TIL

Stuck in OpenTelemetry hell

#opentelemetry #javascript #apollo

I’ve been stuck multiple times in OpenTelemetry hell where things didn’t work or suddenly break. At some point our HTTP client instrumentation traces (which set the incoming root span on our GraphQL gateway) randomly did or did not include specific manually instrumented span attributes on different environments. So it would work locally and on test, but sometimes fail on acceptance / production.

We use these for dashboards, triggers and general querying so we had to find a fix.

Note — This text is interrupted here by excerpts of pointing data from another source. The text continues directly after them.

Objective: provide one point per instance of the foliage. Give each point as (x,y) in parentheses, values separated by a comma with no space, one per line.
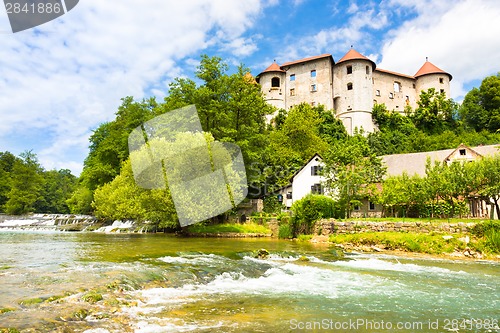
(351,168)
(285,231)
(309,209)
(246,228)
(481,107)
(271,204)
(26,182)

Attempt 1 - Apollo Plugins

We use Apollo Gateway and made a custom observability plugin. I tried several options like refactoring our observability plugin or change the order of the plugins. None of this worked, and the source code shows:

  async function invokeWillSendResponse() {
    await Promise.all(
      requestListeners.map((l) =>
        l.willSendResponse?.(
          requestContext as GraphQLRequestContextWillSendResponse<TContext>,
        )
      )
    );
  }

That we can’t affect the order of plugins.

Attempt 2 - Try AsyncLocalStorage

I’ve attempted to use AsyncLocalStorage to store the root span before. Accessing it then allows for much higher cardinality on the root span, which is great for debugging/easy for developers.

Unfortunately, it didn’t seem to work.

Attempt 3 - Upgrade OpenTelemetry

After running out of options, we noticed OpenTelemetry JS SDK v2 was out, so we tried upgrading. This also didn’t resolve the issue.

Attempt 4 - Express middleware

We figured out we can set the root span on the request in Express. To make sure nothing interferes it’s the very first middleware we setup and looks like this:

app.use((req, _res, next) => {
	const rootSpan = getActiveSpan()
	if (rootSpan) {
		req.rootSpan = rootSpan
	}

    rootSpan.setAttribute('foo', 'bar')
	next()
})

Conclusion

While we fixed the core issue, I think doing something similar with AsyncLocalStorage would be more ergonomic if we want to set spans on the root span.